ONSdigital / SDG_11.2.1

Analysis for the UN Sustainable Development Goal 11.2.1
https://onsdigital.github.io/SDG_11.2.1/
Apache License 2.0
5 stars 7 forks source link

Scotland Output Showing 100% Availability BUG #374

Closed Antonio-John closed 1 year ago

Antonio-John commented 1 year ago

This is is related to #352 looking at Scotland.

Problem Scotland Showing 100% availability.

Caused by: The line buffd_la_stops_geo_df = gs.buffer_points(la_stops_geo_df) puts 500 metre buffer round all stops to deduce whether people have access to convenient public transport stops.

Within the buffer_points function a buffer off 500 metre is put round bus stops, 1000 meters round trains. However, the high or low capacity column function which adds a column called capacity_type if a stop is bus or tram is currently commented out. I think this is awaiting the timetable data to be read in for Scotland have a highly served stops dataframe.

Antonio-John commented 1 year ago

The filtered dataframe is read in to Scottish script but for some reason when there is a bus the capacity_type is NaN. The tram_metro is also NaN. The train is correctly saying high.

Antonio-John commented 1 year ago

I suspect the above isn't contributing as works fine in main.py & the logic in the function is if the capacity type is low then 500metres. Other 1000metres (that would NaN figures)

Antonio-John commented 1 year ago

This might be an error in all scripts. Here is the stop_geo_df: image There are NaN's in capacity type. When there is an NaN as capacity type, the buffer_points function will give a buffer of a 1000m. (It defaults to 1000m if the capacity type isn't low)

image

Think this is affecting main results unless I am mistaken. Happy to talk through this next week incase I have misunderstood how the stops_geo works.

nkshaw23 commented 1 year ago

Issue is with line 200 where we intersect the PWC and buffered stops. This intersection captures everything (all 3,170 records) where as in QGIS we can see that it should be 2,877. This is why we are seeing 100% coverage.

image

nkshaw23 commented 1 year ago

For some reason we are using a different function for Scotland (points_in_polygons) compared to main and NI (find_points_in_poly)
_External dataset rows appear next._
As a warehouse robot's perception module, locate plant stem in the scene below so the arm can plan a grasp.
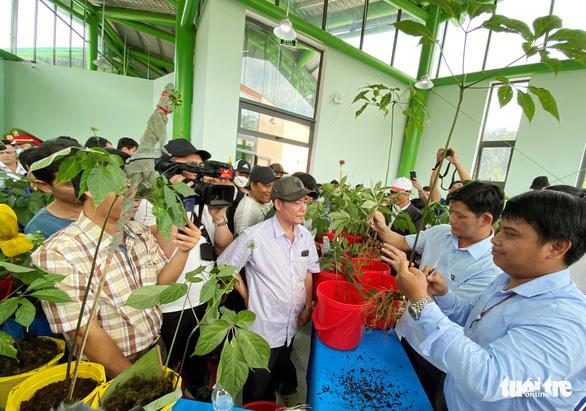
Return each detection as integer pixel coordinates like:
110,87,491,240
409,86,466,264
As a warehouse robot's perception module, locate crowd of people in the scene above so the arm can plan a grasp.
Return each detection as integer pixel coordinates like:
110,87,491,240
0,129,586,410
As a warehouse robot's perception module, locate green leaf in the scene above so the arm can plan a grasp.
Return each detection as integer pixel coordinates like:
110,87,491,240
29,147,72,171
218,340,248,397
0,261,36,273
235,310,256,328
171,181,195,197
352,90,370,104
159,284,187,304
533,15,562,39
199,278,217,304
83,165,116,207
466,0,496,19
15,298,37,327
354,103,368,118
529,86,560,121
220,307,236,326
235,329,271,369
482,14,535,41
193,320,231,355
124,285,167,310
497,84,513,107
395,20,435,44
55,156,82,183
0,331,16,360
0,297,18,324
30,288,73,303
517,90,535,121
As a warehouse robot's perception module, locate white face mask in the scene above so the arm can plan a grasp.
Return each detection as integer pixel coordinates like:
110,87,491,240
234,176,248,188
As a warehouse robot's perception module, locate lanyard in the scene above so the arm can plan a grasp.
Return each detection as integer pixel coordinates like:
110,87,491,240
469,294,517,328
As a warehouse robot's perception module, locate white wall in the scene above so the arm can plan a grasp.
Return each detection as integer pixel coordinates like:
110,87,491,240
192,0,404,184
417,70,586,196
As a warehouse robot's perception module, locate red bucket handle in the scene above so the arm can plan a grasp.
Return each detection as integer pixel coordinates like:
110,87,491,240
312,306,354,331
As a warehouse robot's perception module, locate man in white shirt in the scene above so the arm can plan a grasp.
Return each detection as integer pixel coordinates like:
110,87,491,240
234,166,277,235
218,176,319,405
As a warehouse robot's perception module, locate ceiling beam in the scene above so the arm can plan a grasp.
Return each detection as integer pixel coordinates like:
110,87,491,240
108,17,175,43
96,7,175,27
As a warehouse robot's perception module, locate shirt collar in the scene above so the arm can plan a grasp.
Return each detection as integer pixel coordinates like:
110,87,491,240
502,268,571,297
448,229,494,260
271,215,302,241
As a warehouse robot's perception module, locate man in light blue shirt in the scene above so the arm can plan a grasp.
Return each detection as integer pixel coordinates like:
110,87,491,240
383,191,586,411
373,181,504,297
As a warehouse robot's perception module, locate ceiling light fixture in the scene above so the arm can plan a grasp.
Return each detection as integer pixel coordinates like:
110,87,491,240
273,0,297,40
415,74,433,90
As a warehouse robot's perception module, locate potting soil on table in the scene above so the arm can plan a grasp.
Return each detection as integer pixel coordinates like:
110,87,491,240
0,337,59,377
20,378,98,411
317,355,416,411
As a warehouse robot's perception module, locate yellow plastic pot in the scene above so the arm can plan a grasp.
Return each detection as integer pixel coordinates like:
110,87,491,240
91,368,182,411
5,361,106,411
0,337,65,408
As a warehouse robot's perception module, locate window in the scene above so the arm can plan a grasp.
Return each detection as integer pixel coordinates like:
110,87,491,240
236,20,321,172
475,81,529,187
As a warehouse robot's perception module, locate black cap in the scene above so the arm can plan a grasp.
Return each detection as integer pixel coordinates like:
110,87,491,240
234,160,251,174
271,176,315,201
248,166,277,184
529,176,549,190
165,138,212,161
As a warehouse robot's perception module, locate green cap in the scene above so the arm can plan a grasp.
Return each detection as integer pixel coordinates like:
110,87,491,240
271,176,314,201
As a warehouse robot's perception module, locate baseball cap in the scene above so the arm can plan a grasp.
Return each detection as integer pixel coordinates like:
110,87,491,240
234,160,251,174
391,177,413,193
529,176,549,190
271,176,314,201
269,163,289,174
248,166,277,184
165,138,212,161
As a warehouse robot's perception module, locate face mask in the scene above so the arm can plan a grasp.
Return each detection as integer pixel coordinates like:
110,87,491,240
234,176,248,188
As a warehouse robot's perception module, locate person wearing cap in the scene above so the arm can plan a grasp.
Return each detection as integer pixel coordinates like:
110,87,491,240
529,176,549,190
134,139,233,401
218,176,319,406
234,166,277,235
269,163,289,178
389,177,422,235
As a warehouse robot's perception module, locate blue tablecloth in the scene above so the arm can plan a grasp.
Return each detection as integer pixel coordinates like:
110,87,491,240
171,399,246,411
307,329,432,411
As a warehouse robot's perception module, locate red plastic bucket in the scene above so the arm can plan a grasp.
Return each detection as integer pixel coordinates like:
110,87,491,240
313,280,364,350
242,401,285,411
nkshaw23 commented 1 year ago

When trying with find_points_in_poly - because easting and northing are in both datasets, an easting_left and easting_right etc get created. This causes the function to fail.

image

Assuming we would want methods to match between countries when we merge code, it makes sense to remove easting and northing from one of the datasets.

nkshaw23 commented 1 year ago

For reference, in main they only exist in the la_stops_geo_df and they dont get carried through. We just keep the geometry of the PWC dataset which contains the points as coordinates.

I think we should do the same for Scotland.

image

nkshaw23 commented 1 year ago

Tested for Fife and outputs roughly the same between QGIS and script - see #352 for further details. Will make into a MR next week.

nkshaw23 commented 1 year ago

Code ready but needs some updates from #377 . Might aswell wait until this is merged.